There is no evidence Foster’s death was anything other than a suicide. The Washington Post reported in 2016, when Trump pushed the conspiracy theory during the campaign, that there were five official investigations into Foster’s death, conducted by professional investigators, forensic experts, psychologists, doctors and independent prosecutors with unlimited resources; none found evidence of foul play.

Williams is a headliner on the Deplorables Comedy Tour, which promises to “unleash the conservative mindset, transcending politics and unabashedly mocking liberals.”

With the president’s retweet, his Saturday tweet is likely the highest profile tweet to use the #ClintonBodyCount hashtag, which alleges a long-held conspiracy theory that scores of people close to the Clintons have ended up dead under suspicious circumstances.

“Word on the street is the Clintons did it,” Williams concludes in the video. “But I don’t know nothing. I’m just another Black man on Twitter.”

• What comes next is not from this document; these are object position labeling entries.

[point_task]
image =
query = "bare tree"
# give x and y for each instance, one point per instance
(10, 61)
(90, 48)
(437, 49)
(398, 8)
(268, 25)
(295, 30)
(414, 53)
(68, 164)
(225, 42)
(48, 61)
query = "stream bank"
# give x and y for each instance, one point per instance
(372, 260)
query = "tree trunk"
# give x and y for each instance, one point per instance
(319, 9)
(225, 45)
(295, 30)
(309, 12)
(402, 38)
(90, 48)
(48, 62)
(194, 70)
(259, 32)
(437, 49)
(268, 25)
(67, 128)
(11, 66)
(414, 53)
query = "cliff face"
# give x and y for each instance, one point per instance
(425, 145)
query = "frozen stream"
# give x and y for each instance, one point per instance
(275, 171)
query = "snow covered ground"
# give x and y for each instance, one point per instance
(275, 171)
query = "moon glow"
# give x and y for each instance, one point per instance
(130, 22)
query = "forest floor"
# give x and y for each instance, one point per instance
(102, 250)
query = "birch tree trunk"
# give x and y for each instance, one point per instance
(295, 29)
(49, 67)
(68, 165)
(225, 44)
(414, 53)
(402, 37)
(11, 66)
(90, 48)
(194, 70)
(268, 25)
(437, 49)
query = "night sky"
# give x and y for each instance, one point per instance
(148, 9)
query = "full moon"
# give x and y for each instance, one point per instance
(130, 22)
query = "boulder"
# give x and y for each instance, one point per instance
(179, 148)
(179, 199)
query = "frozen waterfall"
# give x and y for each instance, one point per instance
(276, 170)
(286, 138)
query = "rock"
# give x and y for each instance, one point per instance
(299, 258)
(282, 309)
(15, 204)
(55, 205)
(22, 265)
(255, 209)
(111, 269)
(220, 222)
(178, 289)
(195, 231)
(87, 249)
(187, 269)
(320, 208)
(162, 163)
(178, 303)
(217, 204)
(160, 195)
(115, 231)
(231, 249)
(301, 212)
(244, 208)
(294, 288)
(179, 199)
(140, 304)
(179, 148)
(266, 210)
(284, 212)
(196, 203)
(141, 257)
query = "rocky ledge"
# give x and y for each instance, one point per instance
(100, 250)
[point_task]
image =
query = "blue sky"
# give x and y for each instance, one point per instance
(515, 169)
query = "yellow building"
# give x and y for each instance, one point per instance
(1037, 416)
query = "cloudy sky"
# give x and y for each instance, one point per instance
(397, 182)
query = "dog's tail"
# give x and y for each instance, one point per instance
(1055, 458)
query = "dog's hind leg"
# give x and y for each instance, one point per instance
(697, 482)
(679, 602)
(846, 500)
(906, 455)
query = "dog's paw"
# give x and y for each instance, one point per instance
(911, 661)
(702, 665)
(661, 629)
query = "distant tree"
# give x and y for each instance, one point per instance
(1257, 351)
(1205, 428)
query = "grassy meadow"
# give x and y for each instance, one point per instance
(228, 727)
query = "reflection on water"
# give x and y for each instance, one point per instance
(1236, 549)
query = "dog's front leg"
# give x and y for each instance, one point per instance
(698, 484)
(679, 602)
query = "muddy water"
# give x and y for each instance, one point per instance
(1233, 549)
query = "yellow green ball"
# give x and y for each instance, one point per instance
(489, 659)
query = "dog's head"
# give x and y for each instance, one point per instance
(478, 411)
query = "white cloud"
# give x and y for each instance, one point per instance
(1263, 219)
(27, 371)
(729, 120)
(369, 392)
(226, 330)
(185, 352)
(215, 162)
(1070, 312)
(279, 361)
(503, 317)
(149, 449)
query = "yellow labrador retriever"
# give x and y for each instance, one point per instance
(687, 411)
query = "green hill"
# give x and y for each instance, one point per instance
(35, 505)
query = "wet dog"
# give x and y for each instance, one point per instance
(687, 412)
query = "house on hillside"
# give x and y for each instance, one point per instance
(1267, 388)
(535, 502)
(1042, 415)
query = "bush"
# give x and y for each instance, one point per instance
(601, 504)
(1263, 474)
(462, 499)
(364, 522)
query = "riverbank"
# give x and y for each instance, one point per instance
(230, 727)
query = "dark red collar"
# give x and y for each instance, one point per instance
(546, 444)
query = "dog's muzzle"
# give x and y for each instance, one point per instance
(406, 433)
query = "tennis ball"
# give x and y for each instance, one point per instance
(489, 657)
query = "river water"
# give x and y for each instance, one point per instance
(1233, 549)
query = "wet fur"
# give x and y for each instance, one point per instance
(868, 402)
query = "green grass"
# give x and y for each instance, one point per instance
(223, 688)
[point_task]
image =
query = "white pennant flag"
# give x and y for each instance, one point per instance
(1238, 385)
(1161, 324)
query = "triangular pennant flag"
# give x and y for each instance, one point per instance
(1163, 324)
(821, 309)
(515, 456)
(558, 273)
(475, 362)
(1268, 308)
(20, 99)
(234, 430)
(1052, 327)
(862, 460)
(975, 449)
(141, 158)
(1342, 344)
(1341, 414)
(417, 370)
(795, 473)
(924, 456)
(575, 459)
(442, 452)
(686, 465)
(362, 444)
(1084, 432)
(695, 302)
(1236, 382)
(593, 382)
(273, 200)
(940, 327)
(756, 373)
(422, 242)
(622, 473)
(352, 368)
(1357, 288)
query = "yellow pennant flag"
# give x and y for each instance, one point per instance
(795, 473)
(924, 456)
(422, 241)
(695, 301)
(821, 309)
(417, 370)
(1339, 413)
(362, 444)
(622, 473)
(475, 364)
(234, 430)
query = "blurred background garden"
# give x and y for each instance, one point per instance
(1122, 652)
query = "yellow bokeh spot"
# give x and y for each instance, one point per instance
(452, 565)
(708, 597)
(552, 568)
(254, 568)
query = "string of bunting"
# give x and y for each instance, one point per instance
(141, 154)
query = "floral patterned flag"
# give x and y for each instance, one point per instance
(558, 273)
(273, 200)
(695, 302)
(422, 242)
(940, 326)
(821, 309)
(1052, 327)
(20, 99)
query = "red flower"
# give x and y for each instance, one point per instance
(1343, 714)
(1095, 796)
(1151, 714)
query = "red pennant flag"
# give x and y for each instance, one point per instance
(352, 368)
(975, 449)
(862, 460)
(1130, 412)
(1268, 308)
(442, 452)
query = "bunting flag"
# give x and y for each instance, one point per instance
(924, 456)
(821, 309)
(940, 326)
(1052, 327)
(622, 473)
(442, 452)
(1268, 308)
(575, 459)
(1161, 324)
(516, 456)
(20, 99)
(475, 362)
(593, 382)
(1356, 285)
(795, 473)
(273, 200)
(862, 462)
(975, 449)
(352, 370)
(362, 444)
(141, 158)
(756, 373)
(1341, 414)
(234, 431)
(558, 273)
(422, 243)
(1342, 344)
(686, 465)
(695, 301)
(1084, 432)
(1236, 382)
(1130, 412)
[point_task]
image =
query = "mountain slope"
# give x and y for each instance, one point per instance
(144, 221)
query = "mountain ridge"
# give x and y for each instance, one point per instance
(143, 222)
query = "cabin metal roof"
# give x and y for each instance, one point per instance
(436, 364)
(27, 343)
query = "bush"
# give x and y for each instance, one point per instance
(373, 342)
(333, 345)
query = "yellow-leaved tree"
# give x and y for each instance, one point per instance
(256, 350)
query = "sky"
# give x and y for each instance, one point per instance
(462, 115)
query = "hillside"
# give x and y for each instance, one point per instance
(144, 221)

Epstein was arrested July 6 at an airport in Teterboro, New Jersey, and charged with one count of sex trafficking conspiracy and one count of sex trafficking, and faced up to 45 years in prison if found guilty. His death came the day after a trove of court documents was unsealed, providing new details about Epstein’s alleged crimes.

The indictment in his case showed that he sought out minors, some as young as 14, from at least 2002 through 2005 and paid them hundreds of dollars in cash for sex at either his Manhattan townhouse or his estate in Palm Beach, Florida, federal prosecutors revealed last month. He pleaded not guilty and was denied bail.

Epstein’s circle of powerful friends and acquaintances at one time included Trump, as they were both fixtures on the glitzy Palm Beach social scene. More than a decade before Epstein pleaded guilty to felony prostitution charges in Florida, they both appeared in footage filmed by NBC at Trump’s Mar-a-Lago estate, now a private club. The two wealthy men are laughing and pointing as they appear to discuss young women dancing at a party.

Trump said last month that he had not spoken to Epstein since his 2008 guilty plea, and that his relationship with Epstein was no different than that of anyone else in their elite circle.

Epstein also visited the Clinton White House in the 1990s, and Clinton flew on Epstein’s plane after leaving office.

CORRECTION (Aug. 10, 2019, 9:50 p.m. ET) An earlier version of this story misstated the year Clinton aide Vince Foster died by suicide. It was 1993, not 1994.